Stephen E. Arnold: From Bad Search to Predictive Analytics Snake Oil

IO Impotency
Stephen E. Arnold

From Search to Prediction 

The economic vise is closing on some search and content processing vendors. There are some significant repositioning’s underway. We are working on three at this time, and, believe me, the vendors are doing more than changing the color of the logo.

As we work on our projects, we have been aware of the emergence of a new buzzword closely allied to text mining, metatagging, and analytics. The word is “predictive” and we are seeing it in a number of different contexts.
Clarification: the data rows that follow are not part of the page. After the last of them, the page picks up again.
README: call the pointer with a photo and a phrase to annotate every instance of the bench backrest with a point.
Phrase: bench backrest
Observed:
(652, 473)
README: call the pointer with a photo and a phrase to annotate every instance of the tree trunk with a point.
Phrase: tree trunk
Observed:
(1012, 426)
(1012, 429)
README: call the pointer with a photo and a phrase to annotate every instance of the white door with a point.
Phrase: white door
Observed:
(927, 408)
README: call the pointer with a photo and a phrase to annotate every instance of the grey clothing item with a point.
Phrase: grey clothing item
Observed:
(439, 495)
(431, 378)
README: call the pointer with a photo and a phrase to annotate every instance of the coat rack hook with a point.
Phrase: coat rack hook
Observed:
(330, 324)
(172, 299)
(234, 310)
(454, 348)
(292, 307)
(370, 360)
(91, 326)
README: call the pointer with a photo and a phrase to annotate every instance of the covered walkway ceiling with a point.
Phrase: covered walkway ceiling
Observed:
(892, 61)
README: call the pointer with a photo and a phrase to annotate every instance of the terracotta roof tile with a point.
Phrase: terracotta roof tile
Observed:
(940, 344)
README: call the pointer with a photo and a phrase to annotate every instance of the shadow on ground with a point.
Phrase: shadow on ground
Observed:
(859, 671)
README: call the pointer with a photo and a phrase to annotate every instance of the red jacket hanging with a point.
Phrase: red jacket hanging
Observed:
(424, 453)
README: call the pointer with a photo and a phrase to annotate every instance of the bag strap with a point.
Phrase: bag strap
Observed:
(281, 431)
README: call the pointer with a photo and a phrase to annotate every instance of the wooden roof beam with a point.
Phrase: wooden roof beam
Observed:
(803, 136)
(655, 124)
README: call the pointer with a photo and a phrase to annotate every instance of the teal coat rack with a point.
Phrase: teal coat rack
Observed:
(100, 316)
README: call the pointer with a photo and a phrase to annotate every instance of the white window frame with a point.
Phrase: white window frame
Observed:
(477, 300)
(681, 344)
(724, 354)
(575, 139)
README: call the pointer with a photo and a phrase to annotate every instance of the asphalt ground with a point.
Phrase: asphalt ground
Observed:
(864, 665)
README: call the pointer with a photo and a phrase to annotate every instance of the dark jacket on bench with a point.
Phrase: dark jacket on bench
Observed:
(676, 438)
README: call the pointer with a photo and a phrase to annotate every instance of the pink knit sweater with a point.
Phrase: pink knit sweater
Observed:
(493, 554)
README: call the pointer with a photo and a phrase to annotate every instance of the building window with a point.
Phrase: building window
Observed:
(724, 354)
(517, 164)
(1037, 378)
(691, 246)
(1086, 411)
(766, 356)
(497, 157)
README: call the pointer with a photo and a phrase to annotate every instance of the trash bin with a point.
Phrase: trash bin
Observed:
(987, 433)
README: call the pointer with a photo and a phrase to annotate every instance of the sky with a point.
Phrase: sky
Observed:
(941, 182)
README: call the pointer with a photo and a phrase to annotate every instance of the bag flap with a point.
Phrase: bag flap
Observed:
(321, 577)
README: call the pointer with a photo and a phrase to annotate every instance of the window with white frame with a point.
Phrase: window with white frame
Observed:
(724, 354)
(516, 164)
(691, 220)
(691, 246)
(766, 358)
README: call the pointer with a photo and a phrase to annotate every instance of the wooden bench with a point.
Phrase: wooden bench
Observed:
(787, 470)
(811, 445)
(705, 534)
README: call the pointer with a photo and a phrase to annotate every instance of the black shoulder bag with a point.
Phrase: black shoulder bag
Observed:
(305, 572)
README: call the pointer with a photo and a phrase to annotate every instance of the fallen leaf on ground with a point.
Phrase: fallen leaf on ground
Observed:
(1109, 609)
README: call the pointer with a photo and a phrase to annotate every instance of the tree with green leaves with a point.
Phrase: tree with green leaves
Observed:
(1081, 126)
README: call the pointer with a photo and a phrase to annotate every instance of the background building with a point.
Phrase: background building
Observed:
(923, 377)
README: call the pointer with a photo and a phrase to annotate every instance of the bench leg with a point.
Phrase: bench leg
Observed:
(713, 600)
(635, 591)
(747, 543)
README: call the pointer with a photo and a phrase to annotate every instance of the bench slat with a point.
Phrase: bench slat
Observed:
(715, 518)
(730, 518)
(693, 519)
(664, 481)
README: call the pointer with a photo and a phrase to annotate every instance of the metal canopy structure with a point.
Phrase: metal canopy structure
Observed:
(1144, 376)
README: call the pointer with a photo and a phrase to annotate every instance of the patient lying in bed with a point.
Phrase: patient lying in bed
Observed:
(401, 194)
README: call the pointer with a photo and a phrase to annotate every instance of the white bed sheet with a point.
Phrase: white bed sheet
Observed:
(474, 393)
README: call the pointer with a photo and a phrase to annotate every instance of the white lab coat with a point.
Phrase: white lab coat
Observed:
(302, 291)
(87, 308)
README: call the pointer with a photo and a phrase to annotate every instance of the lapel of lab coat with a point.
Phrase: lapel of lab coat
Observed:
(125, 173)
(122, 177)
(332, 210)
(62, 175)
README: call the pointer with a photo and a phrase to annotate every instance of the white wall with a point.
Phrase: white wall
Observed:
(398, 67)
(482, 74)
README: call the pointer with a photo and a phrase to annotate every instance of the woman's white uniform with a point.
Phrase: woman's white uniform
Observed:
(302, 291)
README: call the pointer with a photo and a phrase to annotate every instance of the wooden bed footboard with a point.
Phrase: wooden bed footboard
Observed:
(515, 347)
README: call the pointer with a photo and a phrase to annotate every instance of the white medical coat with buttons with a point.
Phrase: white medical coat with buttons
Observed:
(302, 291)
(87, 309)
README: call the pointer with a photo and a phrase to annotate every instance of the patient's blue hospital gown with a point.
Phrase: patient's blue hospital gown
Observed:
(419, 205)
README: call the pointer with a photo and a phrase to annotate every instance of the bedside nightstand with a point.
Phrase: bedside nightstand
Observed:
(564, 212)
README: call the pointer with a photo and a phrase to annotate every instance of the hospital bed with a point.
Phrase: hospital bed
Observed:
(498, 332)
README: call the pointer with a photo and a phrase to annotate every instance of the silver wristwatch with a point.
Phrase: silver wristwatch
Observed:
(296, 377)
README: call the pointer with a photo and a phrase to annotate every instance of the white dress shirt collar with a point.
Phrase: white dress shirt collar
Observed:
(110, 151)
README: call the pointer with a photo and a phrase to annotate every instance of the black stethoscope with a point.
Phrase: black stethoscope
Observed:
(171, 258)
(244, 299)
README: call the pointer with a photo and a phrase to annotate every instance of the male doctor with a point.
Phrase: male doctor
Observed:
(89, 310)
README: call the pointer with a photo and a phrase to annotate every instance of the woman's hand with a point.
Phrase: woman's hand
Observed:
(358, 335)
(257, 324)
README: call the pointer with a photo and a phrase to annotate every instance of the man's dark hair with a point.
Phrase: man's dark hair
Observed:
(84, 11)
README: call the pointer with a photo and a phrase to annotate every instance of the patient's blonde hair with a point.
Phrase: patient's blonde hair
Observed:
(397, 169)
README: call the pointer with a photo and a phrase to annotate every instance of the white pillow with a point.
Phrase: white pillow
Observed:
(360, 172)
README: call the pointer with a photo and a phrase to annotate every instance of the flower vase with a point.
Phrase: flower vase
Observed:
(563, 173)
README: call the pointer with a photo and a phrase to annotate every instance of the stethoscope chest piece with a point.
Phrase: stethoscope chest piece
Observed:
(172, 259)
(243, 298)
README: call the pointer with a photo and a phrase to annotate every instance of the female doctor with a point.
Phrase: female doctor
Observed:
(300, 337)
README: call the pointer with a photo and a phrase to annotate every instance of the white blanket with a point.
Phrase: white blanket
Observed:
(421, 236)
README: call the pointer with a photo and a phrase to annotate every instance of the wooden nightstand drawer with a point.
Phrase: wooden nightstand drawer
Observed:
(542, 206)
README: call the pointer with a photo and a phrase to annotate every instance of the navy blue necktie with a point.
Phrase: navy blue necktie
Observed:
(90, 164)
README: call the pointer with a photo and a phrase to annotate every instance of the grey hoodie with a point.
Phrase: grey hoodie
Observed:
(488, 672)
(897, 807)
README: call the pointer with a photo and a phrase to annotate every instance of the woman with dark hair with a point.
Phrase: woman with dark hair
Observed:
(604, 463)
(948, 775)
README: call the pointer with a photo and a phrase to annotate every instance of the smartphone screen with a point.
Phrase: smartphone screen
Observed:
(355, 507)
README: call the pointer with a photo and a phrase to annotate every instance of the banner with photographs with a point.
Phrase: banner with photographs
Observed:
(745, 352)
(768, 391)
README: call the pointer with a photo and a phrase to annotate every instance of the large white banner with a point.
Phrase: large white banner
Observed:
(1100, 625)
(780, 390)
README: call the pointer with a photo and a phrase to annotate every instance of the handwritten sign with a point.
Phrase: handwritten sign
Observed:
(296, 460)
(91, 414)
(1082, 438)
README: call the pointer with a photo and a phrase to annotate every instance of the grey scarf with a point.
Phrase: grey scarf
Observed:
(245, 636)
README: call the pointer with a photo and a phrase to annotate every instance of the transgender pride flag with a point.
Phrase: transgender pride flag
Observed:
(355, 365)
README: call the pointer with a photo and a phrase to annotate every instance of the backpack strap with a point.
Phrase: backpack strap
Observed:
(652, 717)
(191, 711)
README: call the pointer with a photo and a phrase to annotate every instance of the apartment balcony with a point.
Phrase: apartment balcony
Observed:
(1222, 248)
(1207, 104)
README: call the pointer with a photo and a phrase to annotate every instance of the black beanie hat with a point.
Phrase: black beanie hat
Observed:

Wikipedia marches through applications, statistical techniques, and tools. You can find that 5,000-word article at

My problem with the application of “predictive” to everything from biosciences as in “predictive bioscience” to conferences as in “Predictive Analytics World” is that it sounds so darned good. Yet few know much about the numerical recipes upon which predictive operations rest. Do you recall “the axiom of choice”?  Even more disturbing is that most of the professionals with whom I work do not recognize that selecting a different mathematical procedure can generate quite different results. In effect, the “prediction” is more of an expression of what the algorithm generates than a manifestation of what the data may mean in the real world. A 70% “score” may mean wrong 30% in the output.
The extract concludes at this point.